Confira nossa: Politica de Moderação de Comentários
  1. "Já que seria demasiado longo enumerar os sucessores dos Apóstolos em todas as comunidades, nos ocuparemos somente com uma destas: a maior e a mais antiga, conhecida por todos, fundada e constituída pelos dois gloriosíssimos apóstolos Pedro e Paulo. Mostraremos que a tradição apostólica que ela guarda e a fé que ela comunicou aos homens chegaram até nós através da sucessão regular dos bispos, confundindo assim todos aqueles que querem procurar a verdade onde ela não pode ser encontrada. Com esta comunidade, de fato, dada a sua autoridade superior, é necessário que esteja de acordo toda comunidade, isto é, os fiéis do mundo inteiro; nela sempre foi conservada a tradição dos apóstolos. [...] [Pedro e Paulo] confiaram a Lino o ministério do episcopado. [...] A Lino sucedeu Anacleto. A seguir, Clemente; Clemente vira os apóstolos, conversara com eles e ainda tinha ouvido sua pregação. [...] A Clemente sucedeu Evaristo, e a Evaristo, [sucedeu] Alexandre. Depois, em sexto lugar após os…
    1. Irineu cometeu erros aí. Errou o dizer que a Igreja em Roma é a mais antiga.

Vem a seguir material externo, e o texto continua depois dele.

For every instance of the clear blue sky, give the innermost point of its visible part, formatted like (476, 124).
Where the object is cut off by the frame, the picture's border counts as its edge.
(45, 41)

      1- A Sé de Antioquia e de Jerusalém detém essa proeminência e não Roma.

      2- A sé de Antioquia foi fundada por Pedro e não Roma, posto que antes de Pedro, Paulo escreve carta a no minimo 6 igrejas em Roma antes mesmo de Pedro ir lá.

      3- A lista que dá Irineu é refutada por fontes católicas. Por exemplo, o "Dicionário Patrístico e de Antigüidades Cristãs", edição conjunta da Vozes e da Paulus, 2002, pág. 1.076, em verbete da lavra de Basilio Studer, do Pontifício Ateneu Santo Anselmo, de Roma, assim inicia sua referência ao papado:

      I. A comunidade cristã de Roma nos primeiros três séculos. Sobre o período que precede a época constantiniana, são pouco numerosas as informações exatas sobre os bispos de Roma. A documentação que foi recolhida sobretudo por Eusébio de Cesaréia, na Hist. Eccles., é bem escassa e pouco segura. Também os catálogos dos papas, compostos em vista de uma demonstração apologética da sucessão apostólica, são bastante problemáticos. O de Ireneu (Adv. Haer. III, 3,3) merece algum crédito pelos nomes que são repetidos por tradições confiáveis. A lista, porém, não nos permite estabelecer o momento em que a direção colegial da comunidade romana passou para o episcopado monárquico. Ainda mais incerta é a cronologia que Eusébio (+ 339) e, depois dele, o chamado catalogus liberianus (336 ou 354) tentaram fixar, sincronizando cada pontificado com os dados dos governos imperiais. Apesar do caráter fragmentário das informações historicamente comprovadas, pode-se aceitar que quase desde o início o cristianismo se difundiu rapidamente até a capital do império (cf. At. 2,10). A notícia histórica mais antiga sobre a presença cristã em Roma encontra-se na Vida de Cláudio (41-54), escrita por Suetônio no séc. II (Mirbt n. 3; cf. At 18,2). Contudo, não se pode considerar a comunidade romana como fundação nem de Pedro nem de Paulo, como o quer a tradição referida pela primeira vez por Ireneu (Adv. haer. III, 1,1; III, 2,3). Foi antes fundada por judeu-cristãos desconhecidos.

      portanto, o amigo tem mais alguma coisa para refutarmos?